In big rivalry games like the one between Clemson and South Carolina, trash talk just comes with the territory especially on the field. But during Clemson’s 56-7 win over the Gamecocks this past Saturday in Death Valley, USC players were doing all the talking and the Tigers were doing the biting.
Just go back and watch Clemson wide receiver Mike Williams’ first-quarter catch on a slant pass from quarterback Deshaun Watson where he not only carried, but rolled South Carolina defenders all the way into the end zone for a touchdown.
“It looked pretty easy. All that smack they were talking, I’m glad he did that,” said Clemson running back Wayne Gallman on Monday. “Mike is about 225 pounds and it seemed like the defensive back he was going against was about 180, so I know when we work out he’s squatting more than that probably every day.”
Williams was the epitome of the saying “actions speak louder than words” during the Tigers’ dominant performance over South Carolina. After dragging the Carolina defenders around like rag dolls during Saturday night’s game, Williams became the first Tiger in the history of the rivalry to record three touchdown receptions. He finished with a total of six receptions for a team-high 100 yards.
“I have never seen anybody catch more balls than him in practice or in a game. It just has been effortless with him. When I was a freshman I got to see Sammy Watkins and them play,” Gallman said. “I wasn’t here when (DeAndre Hopkins) was here.
“Sammy probably is the fastest receiver I have seen here. Nuk just did everything, but Mike is just different. He is not the fastest but he will just beat you. If you are one-on-one he is going to beat you. “
Not being able to play South Carolina last season due to a neck injury, Williams made his presence known on Saturday. The junior finished the regular season with 79 catches for 1,114 yards and 10 touchdowns, the fourth most receiving yards in program history.
Gallman said Williams never let his injury discourage him from getting back on the field and making up for what he missed out on last season.

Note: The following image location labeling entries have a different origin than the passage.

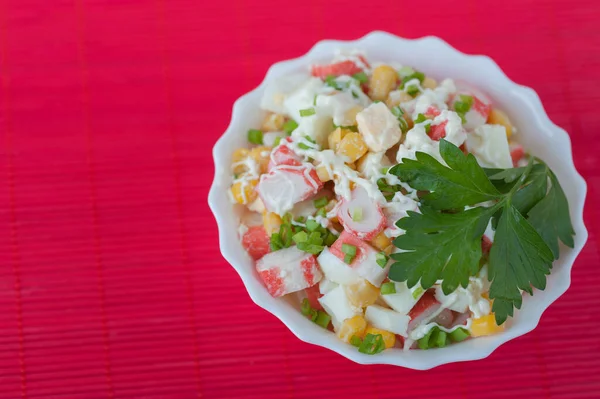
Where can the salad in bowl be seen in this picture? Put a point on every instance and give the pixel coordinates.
(395, 209)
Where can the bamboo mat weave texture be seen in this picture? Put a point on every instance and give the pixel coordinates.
(111, 281)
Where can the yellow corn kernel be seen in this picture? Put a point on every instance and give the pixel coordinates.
(381, 241)
(352, 146)
(262, 156)
(383, 80)
(334, 138)
(429, 83)
(323, 173)
(273, 123)
(272, 222)
(485, 325)
(389, 338)
(350, 115)
(396, 98)
(353, 326)
(238, 156)
(243, 191)
(362, 293)
(498, 117)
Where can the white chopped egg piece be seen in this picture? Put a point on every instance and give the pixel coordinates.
(364, 262)
(396, 210)
(360, 215)
(288, 270)
(417, 140)
(452, 125)
(371, 163)
(278, 90)
(341, 107)
(337, 305)
(302, 98)
(287, 185)
(269, 138)
(490, 146)
(387, 319)
(405, 298)
(335, 269)
(379, 127)
(326, 285)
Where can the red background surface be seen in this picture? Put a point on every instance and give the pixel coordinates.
(111, 282)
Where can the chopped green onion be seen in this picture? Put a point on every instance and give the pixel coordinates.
(420, 118)
(459, 335)
(412, 90)
(310, 248)
(388, 288)
(372, 344)
(405, 71)
(285, 234)
(312, 225)
(397, 111)
(357, 214)
(290, 126)
(300, 237)
(255, 136)
(355, 341)
(349, 249)
(275, 242)
(323, 319)
(439, 338)
(322, 212)
(361, 77)
(417, 292)
(330, 239)
(424, 342)
(307, 112)
(381, 258)
(321, 202)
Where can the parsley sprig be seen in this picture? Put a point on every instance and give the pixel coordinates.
(530, 214)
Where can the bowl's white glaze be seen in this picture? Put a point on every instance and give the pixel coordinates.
(438, 59)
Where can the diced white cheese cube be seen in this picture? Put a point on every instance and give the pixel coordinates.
(285, 186)
(288, 270)
(379, 127)
(277, 90)
(326, 285)
(490, 146)
(337, 305)
(405, 298)
(388, 320)
(335, 269)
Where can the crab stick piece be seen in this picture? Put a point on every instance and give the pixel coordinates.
(288, 270)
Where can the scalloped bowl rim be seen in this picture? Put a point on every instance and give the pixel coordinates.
(491, 79)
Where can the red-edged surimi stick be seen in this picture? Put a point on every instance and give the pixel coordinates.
(288, 270)
(256, 241)
(287, 185)
(361, 215)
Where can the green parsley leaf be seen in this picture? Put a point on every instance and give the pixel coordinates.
(462, 183)
(550, 217)
(530, 212)
(440, 246)
(519, 258)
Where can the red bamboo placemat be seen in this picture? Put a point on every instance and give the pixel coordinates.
(111, 282)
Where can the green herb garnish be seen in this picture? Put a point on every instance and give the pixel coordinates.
(443, 242)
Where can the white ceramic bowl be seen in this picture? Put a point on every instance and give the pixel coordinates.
(438, 59)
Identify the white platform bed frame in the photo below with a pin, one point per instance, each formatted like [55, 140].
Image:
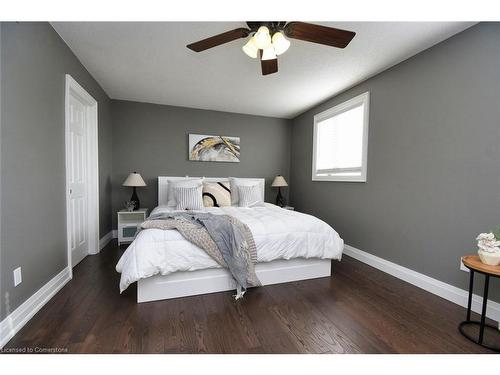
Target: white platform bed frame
[190, 283]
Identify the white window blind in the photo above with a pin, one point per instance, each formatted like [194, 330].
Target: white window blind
[340, 141]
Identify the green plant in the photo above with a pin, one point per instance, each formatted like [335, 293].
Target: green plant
[496, 233]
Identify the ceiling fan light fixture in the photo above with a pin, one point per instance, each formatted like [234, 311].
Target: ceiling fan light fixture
[250, 48]
[262, 38]
[268, 53]
[280, 43]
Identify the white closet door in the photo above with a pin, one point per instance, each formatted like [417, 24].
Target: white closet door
[78, 229]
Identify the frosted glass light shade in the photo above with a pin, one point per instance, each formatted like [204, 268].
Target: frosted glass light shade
[262, 38]
[280, 43]
[269, 53]
[250, 48]
[134, 179]
[279, 181]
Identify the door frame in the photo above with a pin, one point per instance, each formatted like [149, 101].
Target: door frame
[72, 88]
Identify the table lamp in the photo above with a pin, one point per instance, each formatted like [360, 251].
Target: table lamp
[134, 180]
[279, 182]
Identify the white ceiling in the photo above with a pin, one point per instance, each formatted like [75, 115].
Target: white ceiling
[149, 62]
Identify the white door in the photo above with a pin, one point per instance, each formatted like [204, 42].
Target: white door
[78, 179]
[82, 176]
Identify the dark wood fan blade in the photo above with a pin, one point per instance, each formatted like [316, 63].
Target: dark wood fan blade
[217, 40]
[268, 66]
[319, 34]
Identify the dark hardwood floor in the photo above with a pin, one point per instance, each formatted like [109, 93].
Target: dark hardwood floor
[358, 310]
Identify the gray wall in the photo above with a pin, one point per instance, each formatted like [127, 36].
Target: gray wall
[433, 159]
[153, 140]
[34, 61]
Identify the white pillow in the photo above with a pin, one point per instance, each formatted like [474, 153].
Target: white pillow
[186, 182]
[188, 198]
[249, 196]
[235, 182]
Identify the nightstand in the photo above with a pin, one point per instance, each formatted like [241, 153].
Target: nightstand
[128, 223]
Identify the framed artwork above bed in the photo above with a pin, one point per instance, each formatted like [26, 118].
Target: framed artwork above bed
[214, 148]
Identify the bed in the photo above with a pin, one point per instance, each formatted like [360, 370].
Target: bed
[291, 246]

“Mike has always been a guy that doesn’t put himself before the team. He is just very encouraging. He is always having fun with the team. He really wasn’t one of those guys who felt sorry for the fact that he couldn’t play. He tried to push everybody and really help the wide receiver group,” Gallman said.
Walking off the field to an emotional standing ovation by Clemson fans in his last game in Memorial Stadium, Williams reminded everyone that actions really do speak louder than words.